Art Exhibit- Long Shadow: Painted Remembrances of Vietnam

Vietnam war veteran and artist David Giffey’s series of paintings – Long Shadow: Painted Remembrances of Vietnam – will be exhibited August 15 – September 30, 2016, at Gallery 211, located at 211 North Carroll Street, in the downtown Madison College (MATC) campus building.  The exhibition will open to the public during regular gallery hours which are Mon-Thurs: 11am-5pm, Friday: 10am-2pm. An artist’s talk will be scheduled in September at a date to be announced.

Artist and journalist David Giffey, a Wisconsin native and active member of Veterans for Peace Chapter 25, was drafted and worked as a combat journalist in the 1st Infantry Division in the American War in Viet Nam during 1965 and 1966. Giffey’s murals are permanently installed in schools, community centers, public buildings, and Greek Orthodox Churches in the Upper Midwest and in Greece. He has completed hundreds of easel paintings by commission, and designed the earthen effigy mound “Dove of Peace” which was built at the Highground Veterans Memorial Park, Neillsville, Wisconsin.

Giffey’s series of large paintings – Long Shadows – has been exhibited widely including at the Wisconsin Veterans Museum. The Long Shadows paintings are based on photos taken during the war in Vietnam. The Long Shadows series includes six canvases painted from 1991 through 2013. His murals and other paintings are permanently installed in many public buildings including churches, schools, and community centers.

Giffey’s written publications include “Long Shadows: Veterans’ Paths to Peace” (Atwood Publishing), “Struggle for Justice: The Migrant Farm Worker Labor Movement in Wisconsin,” and “The People’s Stories of South Madison.” He is an award-winning journalist and editor.  Click here to view the exhibit flier.

Artist’s Statement

When another generation of young Americans was sent to invade a distant nation at the start of the Gulf War in 1991, I was filled with anger and sadness and began working on the Long Shadow paintings. Photographs I took during the war as a combat journalist with the Army 1 st Infantry Division in Viet Nam inspired images for the canvases.

I made sketches and rough compositional layouts. The large format is comfortable for me since I’ve worked as a muralist for many years. The loosely hanging canvases remind me of the flimsy insecure tents we sometimes used.

I was determined to experiment artistically with my dismal, frightening, and emotional memories of war. But I didn’t anticipate the impressions of bloody explosions, violence, and loneliness that the work brought forth in my mind.

As a war veteran, I’m grateful that I have been able to work as an artist. Art is a peaceful outlet for the inner residue of war. Along with art, the love and support of family and friends, activism for peace and justice, a spiritual path, and writing have come together to make life precious beyond words.

By many standards my experiences in war were trivial.
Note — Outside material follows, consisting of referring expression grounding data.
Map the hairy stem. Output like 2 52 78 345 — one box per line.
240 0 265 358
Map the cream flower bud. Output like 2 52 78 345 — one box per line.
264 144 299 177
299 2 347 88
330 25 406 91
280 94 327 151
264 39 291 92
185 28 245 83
Yet not a single day has passed in 50 years when I am not aware of some aspect, a detail, of the war in Viet Nam. War casts a shadow of trauma. Veterans return home with that shadow permanently attached to their psyches, and pass it along to their families, friends, and communities. The antidote to the contagion of war is peace. But the peaceful cure is repeatedly preempted when young people are sent to another war, which will end only with the death of its final survivor.